Increased severity and morbidity of acute hepatitis in drug abusers with simultaneously acquired hepatitis B and hepatitis D virus infections.

Br Med J (Clin Res Ed) 1985; 290 doi: https://doi.org/10.1136/bmj.290.6479.1377 (Published 11 May 1985) Cite this as: Br Med J (Clin Res Ed) 1985;290:1377
  1. A G Shattock,
  2. F M Irwin,
  3. B M Morgan,
  4. I B Hillary,
  5. M G Kelly,
  6. J F Fielding,
  7. D A Kelly,
  8. D G Weir

    Abstract

    Hepatitis D virus (delta agent) markers were present in 111 (36%) of 308 intravenous drug abusers who were positive for hepatitis B surface antigen (HBsAg), 52 of these having hepatitis D virus antigenaemia. IgM antibody to hepatitis B core antigen (anti-HBc IgM) was present in 92 out of 95 subjects tested, indicating that hepatitis D virus and hepatitis B virus infections had been acquired simultaneously. Hepatitis D virus markers were present in three out of four patients with fulminant hepatitis, and in 80 of 223 (36%) with mild or moderate hepatitis compared with four of 29 (14%) of those who were asymptomatic. These proportional differences were significant (p less than 0.001). Hepatitis D virus markers were present in twice as many patients positive for anti-HBc IgM requiring admission to hospital with acute hepatitis compared with outpatients attending a drug treatment centre.

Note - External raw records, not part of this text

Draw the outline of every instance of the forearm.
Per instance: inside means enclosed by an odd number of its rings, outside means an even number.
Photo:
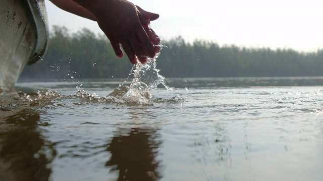
[[[58,7],[67,12],[73,13],[75,15],[87,18],[88,19],[96,21],[96,18],[87,9],[83,8],[83,6],[78,3],[77,2],[81,1],[74,0],[49,0]],[[83,1],[87,2],[90,4],[93,1]]]

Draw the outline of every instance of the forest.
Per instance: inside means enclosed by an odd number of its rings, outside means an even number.
[[[126,56],[115,54],[109,40],[86,28],[70,33],[53,26],[46,54],[28,66],[21,77],[63,79],[124,78],[133,66]],[[304,43],[306,42],[304,42]],[[185,41],[179,36],[165,46],[157,68],[167,77],[268,77],[323,75],[323,50],[302,52],[291,49],[220,46],[212,41]]]

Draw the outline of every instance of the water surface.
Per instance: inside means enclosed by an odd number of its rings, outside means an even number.
[[[322,77],[73,80],[0,97],[1,180],[323,179]]]

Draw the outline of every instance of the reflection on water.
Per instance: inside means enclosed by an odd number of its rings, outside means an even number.
[[[34,93],[0,96],[0,180],[323,180],[322,80],[168,81],[183,104],[164,87],[125,101],[106,80],[19,84]]]
[[[49,179],[56,153],[37,128],[39,119],[31,109],[0,112],[0,180]]]
[[[115,134],[107,150],[111,157],[105,165],[119,170],[118,180],[158,180],[162,177],[160,161],[156,159],[162,143],[157,130],[132,128]]]

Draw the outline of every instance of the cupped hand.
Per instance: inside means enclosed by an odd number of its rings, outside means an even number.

Tests on one patient showed complete disappearance of HBsAg, but hepatitis D antigen (HDAg or delta antigen) and hepatitis B e antigen (HBeAg) were still present in serum samples. All five patients with chronic active hepatitis had hepatitis D antibody (anti-HD) compared with seven of 24 (29%) with chronic persistent hepatitis (p = 0.008). Blocking anti-HD persisted for long periods after simultaneous infections with hepatitis B virus and hepatitis D virus but at lower titres than in patients with chronic liver disease.